Companies that choose to ignore open source software (OSS) do so at their own risk, according to a new report from
IT research firm The 451 Group.
The report, which examined a group of 15 software vendors and end-user firms that are currently investing in open source, found that open source software and business strategies are a "powerful force of change" that companies can no longer afford to ignore.
While open source has the potential to bring about significant profits, the report also found a potential downside in that -- if used improperly -- open source strategies can do severe damage to software vendors' licensing schemes and to the legal definitions of intellectual property.

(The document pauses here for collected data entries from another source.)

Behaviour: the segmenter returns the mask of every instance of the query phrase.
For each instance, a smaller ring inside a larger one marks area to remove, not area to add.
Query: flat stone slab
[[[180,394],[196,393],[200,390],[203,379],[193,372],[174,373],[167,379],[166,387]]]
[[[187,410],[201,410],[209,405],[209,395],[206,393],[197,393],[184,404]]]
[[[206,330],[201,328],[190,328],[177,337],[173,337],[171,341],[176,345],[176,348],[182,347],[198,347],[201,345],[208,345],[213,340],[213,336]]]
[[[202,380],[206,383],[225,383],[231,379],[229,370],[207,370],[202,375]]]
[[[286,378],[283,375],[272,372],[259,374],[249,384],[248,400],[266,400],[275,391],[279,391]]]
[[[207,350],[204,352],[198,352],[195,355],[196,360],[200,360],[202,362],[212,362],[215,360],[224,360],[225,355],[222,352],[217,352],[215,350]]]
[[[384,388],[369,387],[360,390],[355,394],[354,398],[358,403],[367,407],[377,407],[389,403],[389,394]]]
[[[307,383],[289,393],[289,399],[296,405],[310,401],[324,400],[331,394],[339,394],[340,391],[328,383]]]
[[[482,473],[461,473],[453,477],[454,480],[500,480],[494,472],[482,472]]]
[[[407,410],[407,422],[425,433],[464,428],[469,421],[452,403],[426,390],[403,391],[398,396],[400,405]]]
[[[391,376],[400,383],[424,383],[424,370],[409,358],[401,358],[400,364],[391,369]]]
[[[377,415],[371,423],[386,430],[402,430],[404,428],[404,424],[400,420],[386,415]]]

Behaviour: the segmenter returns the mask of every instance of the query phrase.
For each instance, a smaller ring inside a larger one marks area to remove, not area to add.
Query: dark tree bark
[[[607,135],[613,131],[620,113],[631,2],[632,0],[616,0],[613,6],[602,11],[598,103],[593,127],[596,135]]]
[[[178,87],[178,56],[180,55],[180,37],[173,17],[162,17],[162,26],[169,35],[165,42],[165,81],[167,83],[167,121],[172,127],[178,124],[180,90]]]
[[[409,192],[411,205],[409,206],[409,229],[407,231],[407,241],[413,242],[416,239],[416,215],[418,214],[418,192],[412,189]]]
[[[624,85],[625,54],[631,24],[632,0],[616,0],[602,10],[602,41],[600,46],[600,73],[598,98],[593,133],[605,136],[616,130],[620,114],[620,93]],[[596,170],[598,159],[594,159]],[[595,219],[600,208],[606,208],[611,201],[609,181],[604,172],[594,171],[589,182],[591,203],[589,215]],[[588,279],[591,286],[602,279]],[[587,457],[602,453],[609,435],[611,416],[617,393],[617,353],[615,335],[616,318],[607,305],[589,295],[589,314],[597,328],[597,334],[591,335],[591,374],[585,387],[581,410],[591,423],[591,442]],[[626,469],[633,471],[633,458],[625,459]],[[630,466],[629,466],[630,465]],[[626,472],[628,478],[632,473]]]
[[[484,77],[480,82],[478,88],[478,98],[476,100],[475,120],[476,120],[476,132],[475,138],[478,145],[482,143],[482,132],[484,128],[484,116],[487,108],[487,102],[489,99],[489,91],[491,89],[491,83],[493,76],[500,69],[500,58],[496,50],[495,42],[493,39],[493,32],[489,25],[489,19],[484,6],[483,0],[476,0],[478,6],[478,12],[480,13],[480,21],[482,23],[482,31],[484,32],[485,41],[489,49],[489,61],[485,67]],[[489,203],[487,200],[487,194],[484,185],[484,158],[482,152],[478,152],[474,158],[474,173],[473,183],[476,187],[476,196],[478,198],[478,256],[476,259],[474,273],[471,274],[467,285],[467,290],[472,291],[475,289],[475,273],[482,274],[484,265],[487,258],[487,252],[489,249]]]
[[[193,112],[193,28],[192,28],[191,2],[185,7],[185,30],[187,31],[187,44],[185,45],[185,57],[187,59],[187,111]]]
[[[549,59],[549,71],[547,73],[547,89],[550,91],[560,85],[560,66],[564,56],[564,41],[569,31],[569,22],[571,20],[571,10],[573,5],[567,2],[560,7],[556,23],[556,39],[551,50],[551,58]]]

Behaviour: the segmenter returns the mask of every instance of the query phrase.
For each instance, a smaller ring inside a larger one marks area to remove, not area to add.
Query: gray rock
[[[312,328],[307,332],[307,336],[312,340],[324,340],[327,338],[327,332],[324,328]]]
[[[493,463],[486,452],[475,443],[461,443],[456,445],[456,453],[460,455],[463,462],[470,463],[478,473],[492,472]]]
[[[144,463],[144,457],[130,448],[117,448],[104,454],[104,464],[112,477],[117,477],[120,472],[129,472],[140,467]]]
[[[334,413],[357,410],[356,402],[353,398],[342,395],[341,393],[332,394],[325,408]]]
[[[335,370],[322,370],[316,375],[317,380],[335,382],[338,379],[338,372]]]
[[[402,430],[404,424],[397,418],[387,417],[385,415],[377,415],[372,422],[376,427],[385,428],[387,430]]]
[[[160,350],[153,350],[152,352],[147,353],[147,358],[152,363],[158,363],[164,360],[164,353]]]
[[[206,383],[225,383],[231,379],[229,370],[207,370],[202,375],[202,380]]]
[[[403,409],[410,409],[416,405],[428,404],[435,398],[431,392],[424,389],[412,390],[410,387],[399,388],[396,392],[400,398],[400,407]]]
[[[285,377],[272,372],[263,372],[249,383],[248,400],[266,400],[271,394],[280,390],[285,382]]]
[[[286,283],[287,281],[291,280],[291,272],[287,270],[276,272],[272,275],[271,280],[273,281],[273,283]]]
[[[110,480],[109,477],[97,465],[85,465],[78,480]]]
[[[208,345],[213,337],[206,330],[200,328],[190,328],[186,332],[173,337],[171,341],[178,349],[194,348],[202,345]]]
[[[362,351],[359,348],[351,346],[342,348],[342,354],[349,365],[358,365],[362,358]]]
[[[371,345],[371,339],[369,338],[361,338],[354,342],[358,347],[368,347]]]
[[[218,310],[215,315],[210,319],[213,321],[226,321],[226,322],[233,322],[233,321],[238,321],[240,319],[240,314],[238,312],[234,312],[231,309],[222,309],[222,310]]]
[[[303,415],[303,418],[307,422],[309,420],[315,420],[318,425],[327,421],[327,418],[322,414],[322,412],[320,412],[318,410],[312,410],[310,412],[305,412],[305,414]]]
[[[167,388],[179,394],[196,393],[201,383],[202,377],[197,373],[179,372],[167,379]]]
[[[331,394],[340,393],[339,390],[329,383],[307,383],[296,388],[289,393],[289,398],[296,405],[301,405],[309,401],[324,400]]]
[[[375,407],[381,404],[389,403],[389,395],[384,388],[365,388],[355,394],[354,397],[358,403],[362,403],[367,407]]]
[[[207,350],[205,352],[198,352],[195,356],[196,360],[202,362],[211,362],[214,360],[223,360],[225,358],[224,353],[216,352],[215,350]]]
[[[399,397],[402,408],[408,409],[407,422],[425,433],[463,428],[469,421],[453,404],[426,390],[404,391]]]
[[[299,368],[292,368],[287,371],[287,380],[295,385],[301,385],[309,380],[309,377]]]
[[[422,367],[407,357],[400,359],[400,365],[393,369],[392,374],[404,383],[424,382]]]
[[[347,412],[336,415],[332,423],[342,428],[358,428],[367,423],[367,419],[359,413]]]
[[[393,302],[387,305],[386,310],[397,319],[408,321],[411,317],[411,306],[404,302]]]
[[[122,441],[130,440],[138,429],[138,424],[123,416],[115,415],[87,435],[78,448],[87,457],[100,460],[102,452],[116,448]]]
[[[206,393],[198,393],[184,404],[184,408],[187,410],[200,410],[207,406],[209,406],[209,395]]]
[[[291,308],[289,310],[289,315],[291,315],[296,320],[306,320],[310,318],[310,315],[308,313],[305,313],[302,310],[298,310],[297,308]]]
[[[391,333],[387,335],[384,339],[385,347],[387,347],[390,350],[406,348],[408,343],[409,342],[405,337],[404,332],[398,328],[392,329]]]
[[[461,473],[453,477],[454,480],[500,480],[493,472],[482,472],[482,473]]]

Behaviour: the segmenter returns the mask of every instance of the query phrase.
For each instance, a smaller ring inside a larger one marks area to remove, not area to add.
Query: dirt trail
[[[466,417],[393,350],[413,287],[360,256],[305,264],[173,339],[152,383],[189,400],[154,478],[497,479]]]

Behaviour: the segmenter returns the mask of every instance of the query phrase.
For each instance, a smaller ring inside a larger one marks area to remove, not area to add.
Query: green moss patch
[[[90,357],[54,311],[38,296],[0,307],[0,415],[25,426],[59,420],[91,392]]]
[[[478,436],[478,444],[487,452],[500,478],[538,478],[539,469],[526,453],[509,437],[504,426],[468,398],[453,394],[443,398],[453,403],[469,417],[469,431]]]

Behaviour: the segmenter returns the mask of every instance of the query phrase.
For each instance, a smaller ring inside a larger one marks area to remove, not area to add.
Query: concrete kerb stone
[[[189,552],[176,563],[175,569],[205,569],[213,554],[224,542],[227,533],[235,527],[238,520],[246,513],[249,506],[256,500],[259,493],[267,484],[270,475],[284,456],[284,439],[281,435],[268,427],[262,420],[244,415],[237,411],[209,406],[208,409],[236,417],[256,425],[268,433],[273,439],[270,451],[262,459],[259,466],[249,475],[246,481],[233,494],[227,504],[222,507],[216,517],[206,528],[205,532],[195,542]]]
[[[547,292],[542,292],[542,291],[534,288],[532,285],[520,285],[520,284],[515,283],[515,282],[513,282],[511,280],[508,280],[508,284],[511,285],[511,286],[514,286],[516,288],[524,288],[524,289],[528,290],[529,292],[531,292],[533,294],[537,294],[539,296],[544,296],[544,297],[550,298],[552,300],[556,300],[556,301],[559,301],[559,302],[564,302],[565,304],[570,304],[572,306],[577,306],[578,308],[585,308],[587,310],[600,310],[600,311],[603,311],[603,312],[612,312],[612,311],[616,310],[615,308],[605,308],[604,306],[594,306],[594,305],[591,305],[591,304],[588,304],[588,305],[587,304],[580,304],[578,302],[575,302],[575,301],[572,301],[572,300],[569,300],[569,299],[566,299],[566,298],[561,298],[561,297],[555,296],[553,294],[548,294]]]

"Potential adopters of open source software … must weigh the risk and burden that open source imposes, in terms of choosing the right license, effectively managing communities of open source developers, assigning liability and other considerations, against the potential benefits of exploiting this development resource," Martin Schneider, business applications software analyst with the New York-based firm, said in a statement.
Analysts also found that investors, software vendors and end-user companies face four common obstacles to the adoption of open source software, including a lack of enterprise-ready open source applications, a lack of available commercial grade support, general uncertainty and confusion over the many different license options.
The 451 Group said it's important for companies to develop an open source strategy because the lines between proprietary and open are becoming increasingly blurred.
"Both enterprises and vendors alike will increasingly run across open source code in software that is proprietary -- making it impossible to develop infrastructure tools and applications without open source elements as part of a hybrid approach," Schneider said.